Their series opener Friday at PNC Park against the defending champion Chicago Cubs, a team struggling mightily on the road, is Pittsburgh's first of 10 straight games within the National League Central.

Even at 30-36, the Pirates are hanging in there in a division that seems mediocre at best. Going into this stretch, the Pirates won four games in a row before dropping the series finale against Colorado on Wednesday. They have won or split three of their four series in June.

Pittsburgh kept Colorado's potent offense mostly at bay, giving up nine runs in three games while scoring 13.

"(Colorado) is a really good team, a really big test," said rookie starter Chad Kuhl, who despite taking the loss in the series finale had one of his better outings.

"Sweeping them would have been nice, but taking the series from them is big."

A sweep of the Cubs, if the Pirates could pull it off, would move it a half-game ahead of the champs.

In the Cubs (32-33), the Pirates will be facing a club that lost to the New York Mets 9-4 on Wednesday. It was Chicago's 10th loss in its past 11 road games, and the team fell below .500 overall.

Chicago hasn't won consecutive road games since April 24-25.

"We've 'earned' the right to be in this position," Cubs manager Joe Maddon said. "We have a nice group.

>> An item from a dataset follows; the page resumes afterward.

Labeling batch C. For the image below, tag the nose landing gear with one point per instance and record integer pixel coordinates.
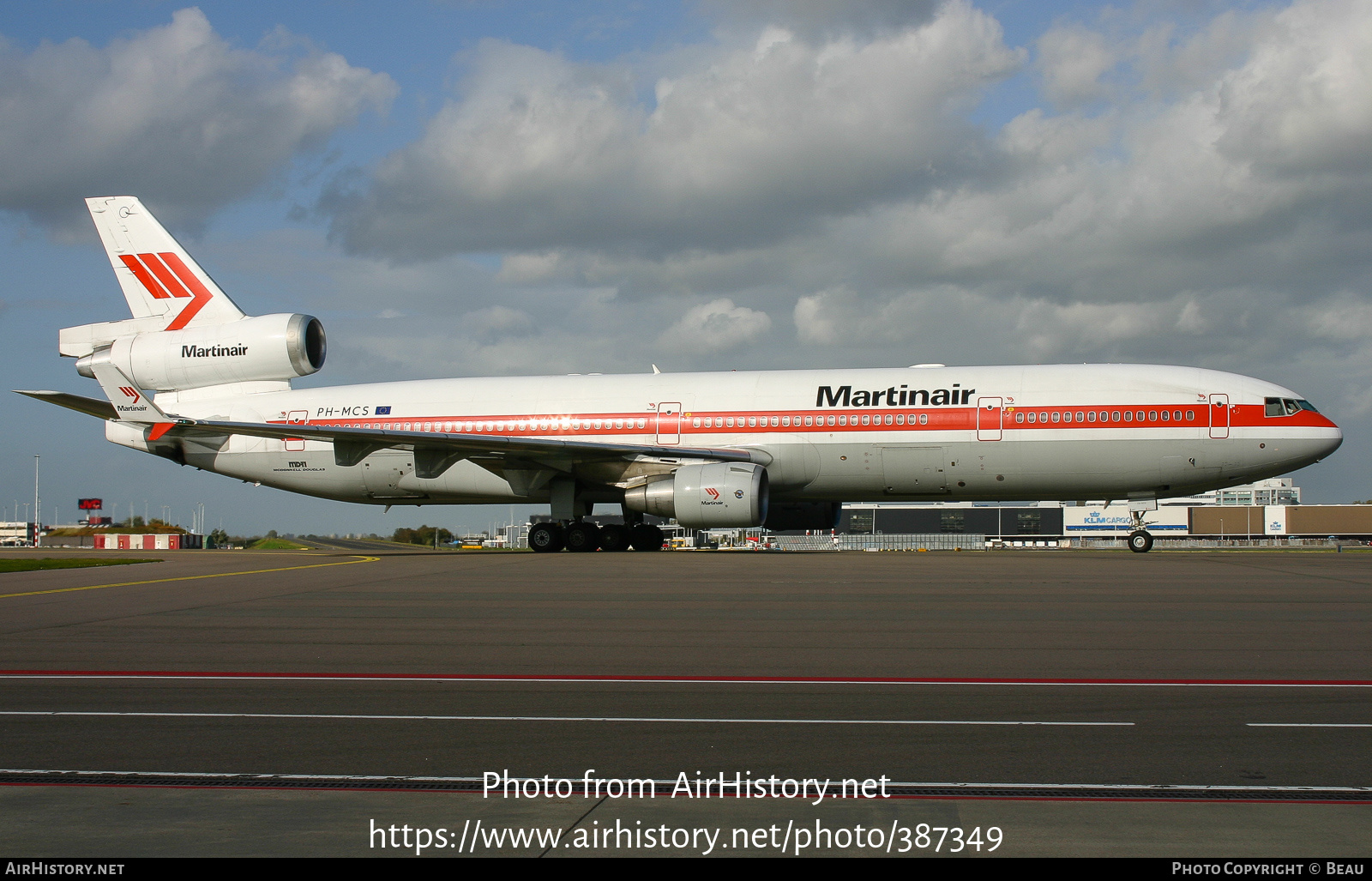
(1140, 541)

I believe in our group, but we have to prove it on the field.

"There's some certain unpredictability about us. That's why we're a .500 club. (We) don't play that same good game every day."

Anthony Rizzo said it's a multitude of things hindering the Cubs away from Wrigley Field.

"We've just got to win," he said. "We've got to hold leads. We've got to hit better with runners in scoring position. We've got to give our pitchers better opportunities to come in with a bigger lead.

"All the little things you've just got to get back to. We do a good job, but we need to do a better job of it."

Chicago will send right-hander Eddie Butler (3-2, 4.03 ERA) against Pittsburgh on Friday.

Butler, making his seventh start, has lasted at least five innings in his past four starts. He will square off against Pirates right-hander Trevor Williams (3-3, 5.13 ERA), who started the season in the bullpen but has replaced Tyler Glasnow in the rotation.

Williams is trying to find the consistency to convince Pittsburgh to keep him there. He is coming off a no-decision against Miami (four innings, five runs, six hits), in which he gave up back-to-back homers in his final inning.

"The misfires, we're paying for," Pirates manager Clint Hurdle said. "(He's) not executing soft stuff. (He's) leaving it up. It's getting hammered."

That start followed the longest outing of Williams' career, seven innings against the Mets, allowing just one run.